Update: Carl Olsen, in a comment below, clarifies that he will not petition the Board of Pharmacy to place marijuana in any particular schedule. He writes, “I just know it does not meet the statutory criteria for either Schedule I or Schedule II. If the board puts it into Schedule III, I’ll evaluate that to see if I have any problems with it. I don’t deal with what ifs and I am not going to ask them to put marijuana in Schedule III.”
As expected, on Tuesday the Iowa Board of Pharmacy rejected Des Moines activist Carl Olsen’s petition asking it to establish rules that could open the door for medical marijuana in Iowa. The board has the ability to do so under Iowa law, but it wrote that Olsen’s petition was “incomplete and overbroad.” Board Executive Director Lloyd Jessen later reiterated to the Progressive that before any rules could be implemented the Legislature would have to take the lead. “We are done with this issue now until the Legislature and the governor do something,” he said.
In its decision, the board wrote that Olsen’s petition lacked “provisions for safe delivery of medical marijuana” and “measures to assure marijuana use is limited to medical treatment,” and that it included “subject matter that the Board is not authorized by statute to address,” such as criminal penalties for misuse. Moreover, Jessen told the Progressive, the language in the Iowa Code that would grant marijuana medical status “pursuant to rules of the board” “serves no purpose” because it is nothing more than a remnant of Iowa’s short-lived look at an investigational program started by the federal government that was phased out decades ago. “Carl Olsen thinks it’s like everything we need to create a program today, but it’s not,” Jessen said. “For us to have a compassionate use program,” he said, “we need to have a new law that addresses it.”
Olsen, of course, begs to differ. “He’s trying to say, well, because the other states do it this way we don’t have to obey the law here in Iowa,” Olsen said of Jessen. “Bullshit. He’s really clever, he knows all the right excuses to make, but it doesn’t cut mustard. I’m sorry. He’s just flat out wrong. That’s how he would like you to see the thing because it lets him off the hook and lets the Board of Pharmacy off the hook.”
Before Tuesday’s meeting, Olsen said he planned to follow up a board rejection with a new petition demanding that the board recommend marijuana be moved not to Schedule II, with drugs including cocaine and meth, but instead to
the less severe Schedule III a less restrictive classification [Editor's note: see update above]. Now, he said, he plans to wait to see if the Legislature acts in January before doing that. In the meantime, he said, “I’m going to appeal the stupid ruling. It doesn’t answer all the questions I still have.” Olsen said he will still sue the state next year if no further actions are taken then.
House Majority Leader and Des Moines Democrat Kevin McCarthy, who committed to an interim study commission on marijuana after the Board of Pharmacy recommended it for medical use in February then quickly backtracked, continued to ignore repeated Progressive requests for comment. However, he spoke with Des Moines Register reporter Tony Leys after Tuesday’s meeting. “I don’t think either the majority or the minority party, whichever that may be, will spend a lot of time on the issue of medical marijuana,” he told Leys.
The reason for McCarthy’s reversal, which we reported in our September issue, was ostensibly that he had not been aware of the language in Iowa law granting the board rule-making powers. Said a sympathetic Olsen: “McCarthy keeps telling [the board] that, because he’s a lawyer and he can read the Iowa Code just like I can, and he sees the same thing I can.” But Jessen won’t be convinced. Legislators, he said, “simply have to” start the process, and “there’s no way they can get away from it.”
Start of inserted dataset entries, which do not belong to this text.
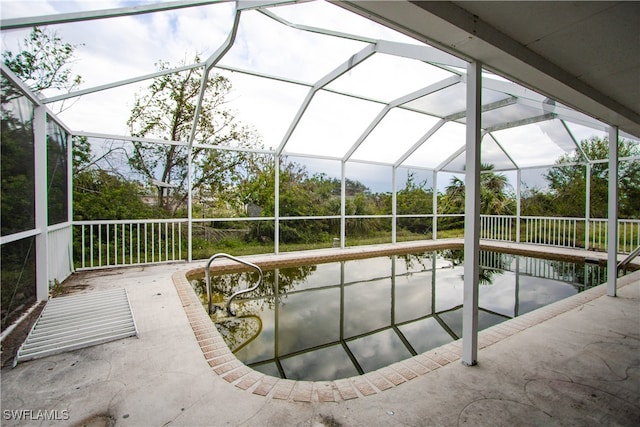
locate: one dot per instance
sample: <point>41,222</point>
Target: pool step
<point>78,321</point>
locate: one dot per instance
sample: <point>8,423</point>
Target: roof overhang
<point>583,54</point>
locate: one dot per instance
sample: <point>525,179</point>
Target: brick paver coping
<point>226,365</point>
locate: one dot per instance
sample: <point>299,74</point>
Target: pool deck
<point>575,362</point>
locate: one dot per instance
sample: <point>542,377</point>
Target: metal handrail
<point>623,264</point>
<point>237,293</point>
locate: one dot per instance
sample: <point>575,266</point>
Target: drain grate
<point>73,322</point>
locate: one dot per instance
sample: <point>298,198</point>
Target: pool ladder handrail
<point>622,265</point>
<point>237,293</point>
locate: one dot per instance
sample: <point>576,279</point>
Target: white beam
<point>41,205</point>
<point>472,216</point>
<point>612,228</point>
<point>331,76</point>
<point>61,18</point>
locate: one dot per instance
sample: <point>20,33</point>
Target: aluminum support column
<point>587,205</point>
<point>276,205</point>
<point>612,228</point>
<point>472,216</point>
<point>41,206</point>
<point>343,203</point>
<point>394,204</point>
<point>518,203</point>
<point>434,202</point>
<point>190,204</point>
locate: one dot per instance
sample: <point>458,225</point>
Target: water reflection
<point>335,320</point>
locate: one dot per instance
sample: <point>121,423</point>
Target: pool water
<point>328,321</point>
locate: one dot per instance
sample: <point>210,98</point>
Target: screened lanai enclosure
<point>164,132</point>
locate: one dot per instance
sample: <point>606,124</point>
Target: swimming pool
<point>336,320</point>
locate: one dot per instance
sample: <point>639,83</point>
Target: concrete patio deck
<point>576,362</point>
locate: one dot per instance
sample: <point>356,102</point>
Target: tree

Jessen told the Progressive that legislators “have never come and talked to us directly. They communicate through the news.” This probably explains why McCarthy was initially unaware about the law. Had he spoken with the board (or simply given the Iowa Code a good look) before telling the media there would be an interim commission on medical marijuana, he probably would have known about it. Now that he does know, he continues to punt to the unwilling pharmacy board. “The fact of the matter is,” he told Leys, “what the pharmacy board asked for, they already have.” The Progressive can only assume, then, that McCarthy never took the issue of medical marijuana very seriously to begin with (although we still invite him to contact us to set the record straight).
Regardless, unless Carl Olsen’s legal challenges force the state’s hand, there will be no legally available medical marijuana anytime soon in Iowa. Said Jessen, “It’s not popular at all.” McCarthy has said that his constituents aren’t particularly interested in the issue. But, Jessen said, “the people of the state should really decide because the state belongs to the people, so if the people want it they need to tell their legislator and tell their governor that they want it.”